Customer content (CRM, projects, quotes, invoices, photos, documents, timesheets): retained for the duration of the subscription. Customers can export or request deletion at any time, subject to the retention provisions of their subscription agreement.
Marketing form submissions: retained for up to [24] months unless you request earlier deletion.
Security, audit, and backup logs: retained for up to [12] months.
Financial records (invoices, tax data): retained for [7] years as required by Canadian tax law.
We take reasonable technical and organizational measures to protect personal information, including:
Encryption of data in transit (HTTPS/TLS) and at rest for sensitive fields, including encryption of QuickBooks OAuth tokens
Password hashing using industry-standard algorithms (passwords are never stored in plain text)
Role-based access control, with separation of duties between administrators, salespeople, installers, and warehouse roles
Refresh token rotation and server-side session revocation
Audit logging of sensitive actions
Regular security updates to our software and dependencies
No system is perfectly secure. If we become aware of a breach of security that creates a real risk of significant harm to affected individuals, we will notify them and the Office of the Privacy Commissioner of Canada (and other authorities where required by law) without unreasonable delay.
Subject to applicable law, you have the right to:
Access the personal information we hold about you
Correct inaccurate or incomplete information
Withdraw consent (where we rely on consent), subject to legal or contractual restrictions
Request deletion of your personal information
Request a copy of your information in a portable format
Lodge a complaint with the Office of the Privacy Commissioner of Canada (www.priv.gc.ca) or, for Quebec residents, the Commission d'accès à l'information
To exercise any of these rights, contact us at info@doallfloors.com.

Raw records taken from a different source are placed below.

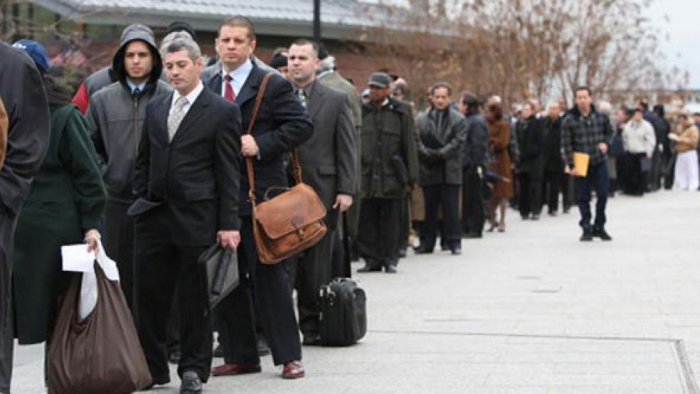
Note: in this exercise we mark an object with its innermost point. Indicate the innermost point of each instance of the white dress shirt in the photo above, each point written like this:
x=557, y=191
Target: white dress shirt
x=191, y=97
x=238, y=77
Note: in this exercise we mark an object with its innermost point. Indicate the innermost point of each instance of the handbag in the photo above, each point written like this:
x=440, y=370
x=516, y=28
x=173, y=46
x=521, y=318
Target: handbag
x=291, y=221
x=4, y=129
x=222, y=272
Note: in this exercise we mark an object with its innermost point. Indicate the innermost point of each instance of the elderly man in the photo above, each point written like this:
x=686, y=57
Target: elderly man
x=24, y=99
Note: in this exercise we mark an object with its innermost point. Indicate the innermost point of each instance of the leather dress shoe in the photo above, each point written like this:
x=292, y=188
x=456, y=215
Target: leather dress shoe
x=261, y=345
x=191, y=384
x=156, y=382
x=293, y=370
x=218, y=351
x=174, y=356
x=312, y=340
x=586, y=236
x=236, y=369
x=602, y=234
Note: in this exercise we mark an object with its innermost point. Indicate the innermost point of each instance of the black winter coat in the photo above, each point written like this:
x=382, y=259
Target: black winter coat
x=553, y=161
x=531, y=144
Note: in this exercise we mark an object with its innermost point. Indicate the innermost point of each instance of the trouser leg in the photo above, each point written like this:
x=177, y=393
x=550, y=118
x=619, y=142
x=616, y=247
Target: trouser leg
x=430, y=225
x=602, y=183
x=119, y=244
x=450, y=214
x=583, y=199
x=7, y=224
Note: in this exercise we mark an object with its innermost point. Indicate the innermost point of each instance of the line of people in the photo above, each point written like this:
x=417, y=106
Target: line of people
x=156, y=168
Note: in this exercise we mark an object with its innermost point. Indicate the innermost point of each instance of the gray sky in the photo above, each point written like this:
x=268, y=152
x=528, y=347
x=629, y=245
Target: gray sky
x=683, y=28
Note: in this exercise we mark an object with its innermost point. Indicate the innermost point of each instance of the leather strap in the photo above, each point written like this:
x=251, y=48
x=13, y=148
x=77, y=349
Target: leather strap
x=249, y=160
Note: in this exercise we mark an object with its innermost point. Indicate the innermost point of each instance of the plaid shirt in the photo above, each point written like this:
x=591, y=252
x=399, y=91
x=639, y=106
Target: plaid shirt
x=583, y=134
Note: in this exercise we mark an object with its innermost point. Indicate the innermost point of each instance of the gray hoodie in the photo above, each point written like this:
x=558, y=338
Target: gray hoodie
x=115, y=117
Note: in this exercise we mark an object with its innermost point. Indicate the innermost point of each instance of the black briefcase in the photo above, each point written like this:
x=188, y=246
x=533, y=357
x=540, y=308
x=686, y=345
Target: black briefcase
x=222, y=272
x=343, y=313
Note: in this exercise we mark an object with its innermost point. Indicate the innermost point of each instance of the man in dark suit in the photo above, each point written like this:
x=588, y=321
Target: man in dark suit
x=281, y=125
x=186, y=183
x=328, y=164
x=22, y=93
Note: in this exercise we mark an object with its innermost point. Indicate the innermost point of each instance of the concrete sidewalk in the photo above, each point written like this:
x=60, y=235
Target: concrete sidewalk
x=531, y=310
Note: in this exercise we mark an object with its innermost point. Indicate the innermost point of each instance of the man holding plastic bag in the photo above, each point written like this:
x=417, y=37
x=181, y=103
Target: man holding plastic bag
x=186, y=184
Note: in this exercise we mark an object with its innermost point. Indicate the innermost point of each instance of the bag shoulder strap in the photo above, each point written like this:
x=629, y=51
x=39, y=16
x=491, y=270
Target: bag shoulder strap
x=294, y=162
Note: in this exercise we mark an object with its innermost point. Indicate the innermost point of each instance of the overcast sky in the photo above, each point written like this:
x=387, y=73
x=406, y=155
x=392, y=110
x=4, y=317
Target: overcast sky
x=683, y=28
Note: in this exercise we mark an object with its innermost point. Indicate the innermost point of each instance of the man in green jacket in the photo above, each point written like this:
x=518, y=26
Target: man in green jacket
x=389, y=168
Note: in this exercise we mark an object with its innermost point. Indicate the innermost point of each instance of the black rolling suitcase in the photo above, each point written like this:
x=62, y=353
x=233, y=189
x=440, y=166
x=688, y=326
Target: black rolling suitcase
x=343, y=313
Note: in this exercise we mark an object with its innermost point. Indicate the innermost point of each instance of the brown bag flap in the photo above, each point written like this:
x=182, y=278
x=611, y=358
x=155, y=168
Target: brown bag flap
x=286, y=213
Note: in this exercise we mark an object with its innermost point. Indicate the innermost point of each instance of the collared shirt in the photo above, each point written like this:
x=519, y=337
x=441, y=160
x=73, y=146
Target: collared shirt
x=583, y=134
x=191, y=97
x=133, y=86
x=238, y=77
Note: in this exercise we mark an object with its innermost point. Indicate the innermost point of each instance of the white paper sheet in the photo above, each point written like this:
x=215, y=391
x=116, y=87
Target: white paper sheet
x=77, y=259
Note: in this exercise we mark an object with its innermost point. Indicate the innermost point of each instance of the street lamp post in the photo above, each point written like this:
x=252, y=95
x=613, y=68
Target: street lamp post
x=317, y=21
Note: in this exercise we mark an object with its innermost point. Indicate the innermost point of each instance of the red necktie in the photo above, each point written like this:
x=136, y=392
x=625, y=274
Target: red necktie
x=228, y=91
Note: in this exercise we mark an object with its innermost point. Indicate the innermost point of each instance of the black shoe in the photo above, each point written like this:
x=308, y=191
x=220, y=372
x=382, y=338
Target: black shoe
x=191, y=384
x=312, y=340
x=156, y=382
x=370, y=268
x=218, y=351
x=586, y=236
x=263, y=349
x=174, y=356
x=390, y=269
x=602, y=234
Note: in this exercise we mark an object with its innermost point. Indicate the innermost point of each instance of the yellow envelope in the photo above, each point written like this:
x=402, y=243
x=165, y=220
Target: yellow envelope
x=581, y=163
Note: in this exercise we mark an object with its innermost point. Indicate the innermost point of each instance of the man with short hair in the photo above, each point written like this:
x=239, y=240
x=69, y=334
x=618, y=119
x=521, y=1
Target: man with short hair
x=442, y=132
x=586, y=130
x=389, y=169
x=27, y=130
x=328, y=164
x=186, y=183
x=115, y=118
x=281, y=126
x=474, y=162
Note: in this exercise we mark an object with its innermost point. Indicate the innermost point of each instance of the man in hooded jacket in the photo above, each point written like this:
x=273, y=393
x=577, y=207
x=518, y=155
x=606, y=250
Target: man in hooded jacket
x=24, y=98
x=115, y=117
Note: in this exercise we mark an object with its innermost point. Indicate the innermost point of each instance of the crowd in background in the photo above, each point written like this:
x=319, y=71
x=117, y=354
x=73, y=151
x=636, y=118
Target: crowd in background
x=391, y=176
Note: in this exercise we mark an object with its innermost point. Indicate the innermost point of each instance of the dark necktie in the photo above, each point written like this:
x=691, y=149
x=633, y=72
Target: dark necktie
x=228, y=91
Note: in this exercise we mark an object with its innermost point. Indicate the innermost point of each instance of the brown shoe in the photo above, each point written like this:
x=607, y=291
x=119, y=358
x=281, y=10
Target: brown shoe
x=236, y=369
x=293, y=370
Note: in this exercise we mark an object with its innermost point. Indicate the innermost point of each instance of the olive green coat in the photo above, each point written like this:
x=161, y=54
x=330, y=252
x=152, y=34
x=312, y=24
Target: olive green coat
x=388, y=143
x=66, y=198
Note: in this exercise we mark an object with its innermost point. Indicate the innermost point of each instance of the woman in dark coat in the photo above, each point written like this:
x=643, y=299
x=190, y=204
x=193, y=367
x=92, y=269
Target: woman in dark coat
x=499, y=163
x=64, y=207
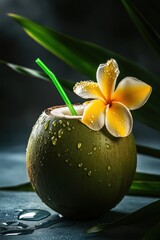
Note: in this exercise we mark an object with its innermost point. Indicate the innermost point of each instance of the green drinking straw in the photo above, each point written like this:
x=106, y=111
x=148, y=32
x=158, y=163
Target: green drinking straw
x=57, y=85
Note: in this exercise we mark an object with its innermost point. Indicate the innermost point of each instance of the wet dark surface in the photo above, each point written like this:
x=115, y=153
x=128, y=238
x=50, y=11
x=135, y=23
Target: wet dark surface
x=47, y=224
x=57, y=227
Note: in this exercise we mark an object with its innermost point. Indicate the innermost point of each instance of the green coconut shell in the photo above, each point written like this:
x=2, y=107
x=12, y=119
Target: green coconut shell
x=78, y=172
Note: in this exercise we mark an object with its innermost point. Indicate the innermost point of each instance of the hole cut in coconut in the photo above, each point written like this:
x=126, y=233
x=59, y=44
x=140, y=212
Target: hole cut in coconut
x=64, y=112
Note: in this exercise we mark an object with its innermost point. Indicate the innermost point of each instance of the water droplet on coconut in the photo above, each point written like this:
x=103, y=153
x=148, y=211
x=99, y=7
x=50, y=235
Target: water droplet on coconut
x=46, y=125
x=79, y=145
x=54, y=124
x=54, y=140
x=109, y=168
x=80, y=165
x=33, y=214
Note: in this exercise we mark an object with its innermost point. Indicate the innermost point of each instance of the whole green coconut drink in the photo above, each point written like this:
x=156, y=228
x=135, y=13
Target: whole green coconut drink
x=81, y=159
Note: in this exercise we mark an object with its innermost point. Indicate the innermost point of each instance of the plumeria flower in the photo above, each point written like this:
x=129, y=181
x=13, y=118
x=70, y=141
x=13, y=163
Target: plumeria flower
x=111, y=107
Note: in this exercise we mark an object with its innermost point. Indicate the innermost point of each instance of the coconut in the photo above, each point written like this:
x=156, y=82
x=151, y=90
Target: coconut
x=78, y=172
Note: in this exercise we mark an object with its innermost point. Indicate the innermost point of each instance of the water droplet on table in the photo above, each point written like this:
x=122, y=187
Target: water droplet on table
x=33, y=214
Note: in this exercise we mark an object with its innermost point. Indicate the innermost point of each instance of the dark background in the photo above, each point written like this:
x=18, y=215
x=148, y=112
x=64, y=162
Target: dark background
x=22, y=99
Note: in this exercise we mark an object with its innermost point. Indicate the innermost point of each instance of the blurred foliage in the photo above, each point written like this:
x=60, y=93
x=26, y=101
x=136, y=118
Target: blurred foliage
x=85, y=58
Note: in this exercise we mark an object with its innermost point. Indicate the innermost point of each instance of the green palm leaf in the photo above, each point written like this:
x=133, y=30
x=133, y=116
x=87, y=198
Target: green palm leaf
x=152, y=209
x=85, y=57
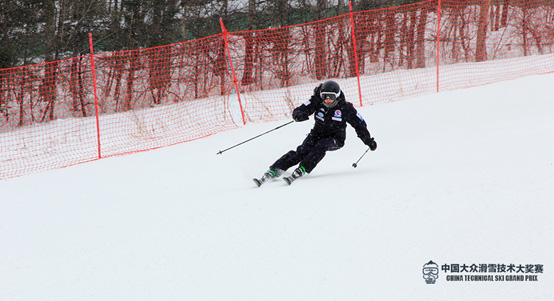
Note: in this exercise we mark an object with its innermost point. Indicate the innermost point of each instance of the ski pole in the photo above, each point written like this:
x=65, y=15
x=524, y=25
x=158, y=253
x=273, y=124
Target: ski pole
x=220, y=152
x=356, y=164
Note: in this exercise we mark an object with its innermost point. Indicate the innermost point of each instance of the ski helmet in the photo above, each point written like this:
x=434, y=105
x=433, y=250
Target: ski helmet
x=330, y=89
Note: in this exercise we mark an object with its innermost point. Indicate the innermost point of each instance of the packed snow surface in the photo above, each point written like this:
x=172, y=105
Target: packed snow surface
x=459, y=177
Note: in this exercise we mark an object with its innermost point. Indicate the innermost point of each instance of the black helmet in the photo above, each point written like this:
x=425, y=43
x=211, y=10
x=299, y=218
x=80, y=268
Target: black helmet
x=330, y=89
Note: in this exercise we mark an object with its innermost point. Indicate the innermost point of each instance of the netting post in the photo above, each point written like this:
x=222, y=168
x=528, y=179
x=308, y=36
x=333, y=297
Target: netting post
x=438, y=41
x=355, y=51
x=235, y=81
x=95, y=94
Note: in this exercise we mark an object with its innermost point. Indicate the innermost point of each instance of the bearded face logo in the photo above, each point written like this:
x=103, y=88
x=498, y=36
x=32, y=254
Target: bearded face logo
x=430, y=272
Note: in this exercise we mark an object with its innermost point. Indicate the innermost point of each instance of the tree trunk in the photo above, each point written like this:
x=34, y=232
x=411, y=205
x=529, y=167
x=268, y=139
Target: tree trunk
x=481, y=47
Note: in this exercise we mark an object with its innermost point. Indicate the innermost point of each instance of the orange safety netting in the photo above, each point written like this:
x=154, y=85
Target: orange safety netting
x=81, y=109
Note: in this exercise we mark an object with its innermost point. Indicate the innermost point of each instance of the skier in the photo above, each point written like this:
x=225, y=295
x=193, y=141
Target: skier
x=332, y=112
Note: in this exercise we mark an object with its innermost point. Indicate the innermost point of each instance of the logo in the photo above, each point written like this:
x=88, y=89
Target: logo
x=430, y=272
x=320, y=115
x=482, y=272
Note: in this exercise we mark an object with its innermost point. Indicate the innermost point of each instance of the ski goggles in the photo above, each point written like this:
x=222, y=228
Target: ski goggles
x=331, y=95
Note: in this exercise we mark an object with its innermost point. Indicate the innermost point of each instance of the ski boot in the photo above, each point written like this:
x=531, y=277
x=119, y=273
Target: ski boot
x=297, y=173
x=269, y=174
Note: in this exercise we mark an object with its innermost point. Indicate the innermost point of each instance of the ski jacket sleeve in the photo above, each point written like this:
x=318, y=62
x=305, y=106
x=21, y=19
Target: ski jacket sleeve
x=358, y=123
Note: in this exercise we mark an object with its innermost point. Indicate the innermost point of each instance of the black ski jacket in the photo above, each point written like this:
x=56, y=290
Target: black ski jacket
x=331, y=122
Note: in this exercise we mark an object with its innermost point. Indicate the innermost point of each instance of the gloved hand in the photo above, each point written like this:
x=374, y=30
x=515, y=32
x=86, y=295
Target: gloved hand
x=371, y=143
x=298, y=116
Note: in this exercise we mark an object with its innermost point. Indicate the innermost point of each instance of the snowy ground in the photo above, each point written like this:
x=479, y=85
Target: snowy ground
x=459, y=177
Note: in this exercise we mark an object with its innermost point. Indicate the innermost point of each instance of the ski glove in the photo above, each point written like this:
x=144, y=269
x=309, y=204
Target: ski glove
x=371, y=143
x=298, y=116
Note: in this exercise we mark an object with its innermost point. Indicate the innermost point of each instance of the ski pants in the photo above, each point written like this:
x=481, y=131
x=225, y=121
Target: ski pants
x=308, y=154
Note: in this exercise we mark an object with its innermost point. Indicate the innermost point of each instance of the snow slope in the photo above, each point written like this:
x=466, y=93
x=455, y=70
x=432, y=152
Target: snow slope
x=459, y=177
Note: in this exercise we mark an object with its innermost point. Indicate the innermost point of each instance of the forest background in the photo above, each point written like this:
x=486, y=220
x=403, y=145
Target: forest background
x=42, y=31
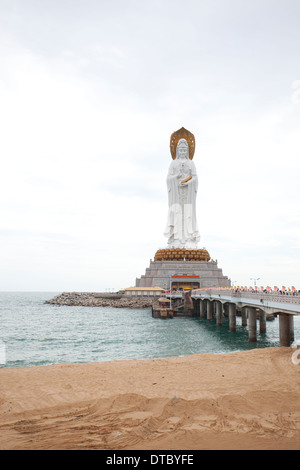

If your information is stored in a Customer's account, please contact that Customer directly; we will support them in responding to your request.
Our website and Service use cookies and similar technologies for essential functionality (authentication, session management, security), preferences, and basic analytics. We use strictly necessary cookies without prior consent, and will request consent for any non-essential cookies where required by law. You can control cookies through your browser settings.
The Service is not directed to individuals under 16 and we do not knowingly collect personal information from children. If we learn we have collected information from a child under 16 without appropriate consent, we will delete it.
We do not make decisions with legal or similarly significant effects based solely on automated processing of your personal information. If a Customer enables the optional Claude (Anthropic) AI assistant, that assistant can answer questions about Service data when requested by an authorized user; it does not make autonomous decisions about you.
We may update this Privacy Policy from time to time. When we make material changes, we will notify you by updating the "Effective Date" at the top of this Policy and, where appropriate, by additional notice (such as a banner on the website or an email). Your continued use of the Service after the effective date constitutes acceptance of the updated Policy.
If you have any questions, concerns, or complaints about this Policy or our privacy practices, please contact our Privacy Officer:
Email: info@doallfloors.com
Mail: DoAllFloors, 435 Dewdney Avenue, Regina, Saskatchewan, Canada, S4N 0G1
We will respond to your inquiry in accordance with applicable law, typically within 30 days.